4/24/19 | Reading Day | Report Due | ||

TBD | Final Exam |

### Office Hours and Questions

**Office Hours**:- Instructor: Weds 3:30-4:20pm
- TA Office Hour I: Mons 3:30-4:20pm
- TA Office Hour II: Fris 10:30-11:20am

**Piazza**will be the main place for course discussions and announcements. If you have questions, please**ask it on Piazza first**because 1) other students may have the same question; 2) you will get help faster compared to sending emails.If it’s something you do not like to discuss publicly on Piazza, send an email with

**CX4240**in the subject.

### Grading

**Assignments (50%)**- There will be four assignments. Each one is designed for testing your understanding of the taught algorithms. It could be either programming or written analysis.
- You will need to hand in the assignments at the beginning of the class on the due date.
- All assignments follow the “no-late” policy. Assignments received after the due time will receive zero credit.
- All students are expected to follow the Georgia Tech Academic Honor Code.

**Project (20%)**- You are expected to complete a project on computational data analysis with real-life data. Your project needs to be clear about 1) the data you are using; 2) the problem you are attempting to solve; 3) the method you are using; 4) the results and conclusion you attain.
- You will need to turn in a project report and also give an in-class presentation for your project. The project report and the presentation will each count for 10% of your final grade.
- Each project needs to be completed in a team of 2-4 people. Team members need to clearly claim their contributions in the project report.

**Class participation (5%)**- Your class participation score will be graded based on attendance and in-class quizzes.
- Participation in class discussions (including asking relevant questions in class, volunteering to answer questions on Piazza) will be considered when determining your final grade. It will be especially useful when you are right on the edge of two letter grades.

**Midterm Exam (10%)**- The midterm exam will take place on Feb 25th in lieu of the regular class.
- The midterm exam will be a written and open-book exam, but Internet usage will not be allowed.
- There will be no make-up exams. You will get zero credit for your missed midterm exam.

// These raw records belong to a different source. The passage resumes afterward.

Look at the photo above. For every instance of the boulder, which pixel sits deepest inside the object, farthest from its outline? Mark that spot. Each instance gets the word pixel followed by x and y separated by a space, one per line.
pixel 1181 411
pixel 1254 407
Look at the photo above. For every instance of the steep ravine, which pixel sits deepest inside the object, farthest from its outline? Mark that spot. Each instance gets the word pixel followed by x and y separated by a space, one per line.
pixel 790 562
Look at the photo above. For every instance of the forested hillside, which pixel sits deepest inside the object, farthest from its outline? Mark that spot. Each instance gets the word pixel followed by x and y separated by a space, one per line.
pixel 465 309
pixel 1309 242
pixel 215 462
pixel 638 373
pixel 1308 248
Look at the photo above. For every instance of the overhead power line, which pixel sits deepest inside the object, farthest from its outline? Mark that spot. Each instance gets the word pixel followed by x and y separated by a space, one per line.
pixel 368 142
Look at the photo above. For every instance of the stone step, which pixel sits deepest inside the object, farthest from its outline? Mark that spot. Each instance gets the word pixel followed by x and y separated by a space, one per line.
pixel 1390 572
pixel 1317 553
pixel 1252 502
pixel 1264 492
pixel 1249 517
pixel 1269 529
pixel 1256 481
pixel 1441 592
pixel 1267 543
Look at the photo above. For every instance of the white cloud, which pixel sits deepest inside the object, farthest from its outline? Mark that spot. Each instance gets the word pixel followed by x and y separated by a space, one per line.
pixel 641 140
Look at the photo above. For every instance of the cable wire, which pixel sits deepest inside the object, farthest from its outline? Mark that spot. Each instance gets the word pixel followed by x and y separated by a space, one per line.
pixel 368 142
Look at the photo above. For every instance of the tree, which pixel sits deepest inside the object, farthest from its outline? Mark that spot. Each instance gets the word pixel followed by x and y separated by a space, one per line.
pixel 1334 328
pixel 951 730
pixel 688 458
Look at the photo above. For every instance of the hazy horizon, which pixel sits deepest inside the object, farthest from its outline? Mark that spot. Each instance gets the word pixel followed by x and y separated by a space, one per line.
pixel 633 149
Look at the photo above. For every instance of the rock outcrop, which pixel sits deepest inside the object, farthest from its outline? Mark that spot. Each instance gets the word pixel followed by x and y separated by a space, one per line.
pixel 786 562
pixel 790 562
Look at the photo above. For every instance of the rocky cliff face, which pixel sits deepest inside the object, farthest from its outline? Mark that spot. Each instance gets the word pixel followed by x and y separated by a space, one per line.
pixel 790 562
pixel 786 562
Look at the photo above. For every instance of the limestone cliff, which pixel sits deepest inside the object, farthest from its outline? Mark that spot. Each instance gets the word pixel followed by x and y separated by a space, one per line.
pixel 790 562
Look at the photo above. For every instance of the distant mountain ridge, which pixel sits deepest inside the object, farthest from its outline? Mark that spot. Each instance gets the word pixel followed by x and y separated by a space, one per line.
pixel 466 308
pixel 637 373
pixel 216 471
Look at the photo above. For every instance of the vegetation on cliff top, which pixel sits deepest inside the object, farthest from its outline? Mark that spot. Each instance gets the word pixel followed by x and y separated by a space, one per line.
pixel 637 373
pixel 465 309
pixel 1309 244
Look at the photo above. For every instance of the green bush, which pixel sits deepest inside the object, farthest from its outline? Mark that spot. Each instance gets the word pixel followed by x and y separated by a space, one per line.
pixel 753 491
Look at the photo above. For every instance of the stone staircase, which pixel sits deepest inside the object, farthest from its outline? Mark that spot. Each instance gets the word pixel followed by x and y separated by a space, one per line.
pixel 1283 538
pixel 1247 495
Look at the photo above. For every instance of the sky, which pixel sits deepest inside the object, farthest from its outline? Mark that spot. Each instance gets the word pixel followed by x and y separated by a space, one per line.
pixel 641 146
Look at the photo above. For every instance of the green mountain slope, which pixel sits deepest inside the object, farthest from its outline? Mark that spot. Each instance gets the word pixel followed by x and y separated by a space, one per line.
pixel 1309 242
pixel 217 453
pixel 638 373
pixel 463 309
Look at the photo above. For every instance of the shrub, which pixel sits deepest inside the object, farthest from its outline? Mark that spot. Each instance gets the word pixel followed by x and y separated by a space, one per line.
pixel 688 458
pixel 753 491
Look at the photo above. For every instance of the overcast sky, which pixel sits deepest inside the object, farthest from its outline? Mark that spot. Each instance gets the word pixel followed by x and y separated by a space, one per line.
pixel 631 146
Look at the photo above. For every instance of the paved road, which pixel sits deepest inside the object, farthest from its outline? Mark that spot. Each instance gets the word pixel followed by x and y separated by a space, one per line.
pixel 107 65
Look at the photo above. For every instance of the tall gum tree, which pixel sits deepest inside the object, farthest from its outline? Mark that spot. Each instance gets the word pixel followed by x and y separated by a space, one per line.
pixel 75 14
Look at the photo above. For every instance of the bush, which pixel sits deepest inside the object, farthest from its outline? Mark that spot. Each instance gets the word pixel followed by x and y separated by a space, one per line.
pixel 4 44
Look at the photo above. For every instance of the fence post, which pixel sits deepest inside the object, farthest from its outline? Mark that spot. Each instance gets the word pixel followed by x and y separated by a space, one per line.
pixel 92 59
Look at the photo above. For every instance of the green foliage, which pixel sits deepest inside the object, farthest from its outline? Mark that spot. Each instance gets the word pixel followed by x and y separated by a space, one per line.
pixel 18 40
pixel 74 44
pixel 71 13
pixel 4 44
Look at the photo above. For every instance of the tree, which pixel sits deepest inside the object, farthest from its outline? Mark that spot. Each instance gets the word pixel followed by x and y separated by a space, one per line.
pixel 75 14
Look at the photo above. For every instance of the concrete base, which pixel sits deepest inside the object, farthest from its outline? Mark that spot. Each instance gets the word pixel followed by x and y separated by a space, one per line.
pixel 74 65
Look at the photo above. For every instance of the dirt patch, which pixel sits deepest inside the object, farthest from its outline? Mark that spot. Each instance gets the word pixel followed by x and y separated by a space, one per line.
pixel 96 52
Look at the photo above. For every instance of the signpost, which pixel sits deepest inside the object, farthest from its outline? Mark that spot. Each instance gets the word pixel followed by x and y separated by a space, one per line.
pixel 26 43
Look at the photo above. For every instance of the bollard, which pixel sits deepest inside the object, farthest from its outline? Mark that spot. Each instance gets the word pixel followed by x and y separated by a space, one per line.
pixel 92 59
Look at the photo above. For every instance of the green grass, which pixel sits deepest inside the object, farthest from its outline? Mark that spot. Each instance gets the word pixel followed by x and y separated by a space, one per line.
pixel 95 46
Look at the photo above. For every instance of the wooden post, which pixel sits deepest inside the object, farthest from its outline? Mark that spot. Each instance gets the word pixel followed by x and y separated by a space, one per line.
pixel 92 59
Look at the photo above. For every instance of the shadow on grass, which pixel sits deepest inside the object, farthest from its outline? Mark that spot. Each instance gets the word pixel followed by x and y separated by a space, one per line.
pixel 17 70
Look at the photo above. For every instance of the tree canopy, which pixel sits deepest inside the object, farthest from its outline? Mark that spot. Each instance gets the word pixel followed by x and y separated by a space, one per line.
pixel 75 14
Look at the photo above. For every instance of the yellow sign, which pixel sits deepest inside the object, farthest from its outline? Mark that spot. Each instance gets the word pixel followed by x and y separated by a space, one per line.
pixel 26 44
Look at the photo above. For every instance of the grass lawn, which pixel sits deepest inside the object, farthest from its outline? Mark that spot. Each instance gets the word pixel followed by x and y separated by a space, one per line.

**Final Exam (15%)**- The final exam will be at whatever time is scheduled for this class.
- The final exam will be a written and open-book exam, but no Internet usage will be allowed.
- Again, there will be no make-up exams. You will get zero credit for your missed final exam.

### Resources

Recommended books:

- Machine learning, by Tom Mitchell
- Data Mining: Concepts and Techniques, by Jiawei Han, Micheline Kamber, and Jian Pei
- The Elements of Statistical Learning, by Trevor Hastie, Robert Tibshirani, and Jerome Friedman
- Deep Learning, by Ian Goodfellow, Yoshua Bengio, and Aaron Courville
- Pattern recognition and machine learning, by Christopher Bishop

Other resources, such as machine learning toolboxes and datasets, will be provided throughout the course.